I told you in 2008 that apps were not the thing. I said to put your effort into SMS and mobile web. In the interim period, apps have been the SECOND WORST PERFORMING ASPECT of mobile content types (ahead only of location-based services) while Premium SMS alone has done TWICE as good as smartphone apps and mobile web three times as good. Duh.
Lastly on the last point, Winter and Wayne - my focus NOW is to shift the struggling developers' interests from the under-performing apps to where? What I said all along, SMS and mobile web. STILL GROWING, both of them, of course. (Don't confuse person-to-person SMS decline with the huge growth in MEDIA use of premium SMS in various banking, payments, coupons, ads, televoting, e-verify uses etc). So I keep reminding, apps is ok for game developers (1 in 10 chance of success) and others should stay away from apps if they want to reach a mass market or get rich selling an app (or its advertising or other revenue streams). Apps can help brands deliver better customer service yes, and that will rarely be another Uber or Starbucks, in most cases the brands are FAR better off doing a good mobile web and SMS service on mobile - reach a FAR larger audience, get far more satisfied users and it'll be far cheaper for the brands too.
Luckily the apps hysteria phase is mostly subsiding globally by now.
So yeah, thanks Patanjali, really, really, I appreciate the comments!
Tomi Ahonen :-)
Posted by: Tomi T Ahonen | January 31, 2017 at 07:42 AM
@Tomi
"Half of smartphone owners NEVER DOWNLOAD A SINGLE APP. So WHY would any idiot total fool buy a smartphone that then isn't used for those apps that you love? Half of smartphone buyers are morons perhaps? No, its the REMAKE of the software wars, why Google is the giant and Microsoft lost. Its the SAME REASON. The internet. A smartphone that doesn't do Facebook, that would be a foolish smartphone."
Indeed. Let's remember what was one of the biggest "oohs" of the Nokia 9000 Communicator? - Full scale web browser. (i.e. Not just WAP browser.)
What did the silly Americans think iPhone did first? - Full scale web browser.
What dumbphones (a.k.a. feature phones for Elop-the-idiot-terminology) do NOT have? - Full scale web browser.
What was that killed the local apps in PC's? Web Apps.
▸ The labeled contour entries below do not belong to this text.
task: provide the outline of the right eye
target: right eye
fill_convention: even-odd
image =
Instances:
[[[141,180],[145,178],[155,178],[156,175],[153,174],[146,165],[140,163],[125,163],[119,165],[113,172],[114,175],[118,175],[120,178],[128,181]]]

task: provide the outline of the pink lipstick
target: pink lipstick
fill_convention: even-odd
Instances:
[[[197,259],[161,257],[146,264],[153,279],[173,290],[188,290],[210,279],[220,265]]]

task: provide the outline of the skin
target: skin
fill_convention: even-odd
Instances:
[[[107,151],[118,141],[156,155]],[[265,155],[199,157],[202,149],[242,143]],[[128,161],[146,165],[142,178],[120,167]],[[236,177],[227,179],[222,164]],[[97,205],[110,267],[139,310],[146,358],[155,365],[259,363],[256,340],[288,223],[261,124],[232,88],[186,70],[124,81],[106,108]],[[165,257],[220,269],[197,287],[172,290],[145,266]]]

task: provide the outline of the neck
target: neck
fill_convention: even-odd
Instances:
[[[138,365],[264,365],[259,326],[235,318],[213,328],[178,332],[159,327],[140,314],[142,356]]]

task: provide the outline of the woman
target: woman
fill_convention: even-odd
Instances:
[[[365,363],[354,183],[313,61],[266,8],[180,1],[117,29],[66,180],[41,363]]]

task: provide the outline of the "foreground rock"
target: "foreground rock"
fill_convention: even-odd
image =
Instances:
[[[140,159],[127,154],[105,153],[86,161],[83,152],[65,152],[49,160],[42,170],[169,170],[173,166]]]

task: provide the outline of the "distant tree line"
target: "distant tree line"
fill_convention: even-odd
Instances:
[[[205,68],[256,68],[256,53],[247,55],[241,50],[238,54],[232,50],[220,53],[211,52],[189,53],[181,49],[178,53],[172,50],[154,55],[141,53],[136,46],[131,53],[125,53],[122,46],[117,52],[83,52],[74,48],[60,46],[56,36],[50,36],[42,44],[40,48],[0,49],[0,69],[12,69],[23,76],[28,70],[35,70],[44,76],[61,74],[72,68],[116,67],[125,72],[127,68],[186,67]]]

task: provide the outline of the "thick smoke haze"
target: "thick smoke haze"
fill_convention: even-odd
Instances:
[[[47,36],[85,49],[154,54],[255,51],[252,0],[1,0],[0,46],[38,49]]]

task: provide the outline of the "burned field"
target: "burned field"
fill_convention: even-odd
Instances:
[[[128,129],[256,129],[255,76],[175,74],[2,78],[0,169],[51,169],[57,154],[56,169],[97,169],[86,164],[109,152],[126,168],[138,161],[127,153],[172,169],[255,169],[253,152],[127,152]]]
And what do they need? - Full scale web browser.
A smartphone user that does not download a single app? That's my beloved wife you're talking about. Let's try to check what she does in an average day (besides calls and SMS):
Alarm clock - technically that's an app as there exist other alarm clock apps than the preinstalled one but as she uses the preinstalled app, it doesn't count.
Camera - technically an app as there exist other camera apps... oh heck, I'll just say "the same".
Photo gallery - the same
Calendar - the same
Email - the same
Chat groups she is in - web pages optimized for smartphone, basically web apps so they don't count.
Facebook - was preinstalled on the phone so it doesn't count.
WhatsApp - was preinstalled on the phone so it doesn't count.
Google - I'm not sure if it is preinstalled app or web page but neither type counts as an app so all the same.
I'm pretty sure she is a "value adding smartphone user" for metrics that Wayne Brady uses, nevertheless she has never installed a single App to her phone, I doubt she even has set up a Google account. I remember that you talked about smartphones that are not visible in activation counts by Google in some other blog post of yours, I just don't remember which one. This is most likely one of those.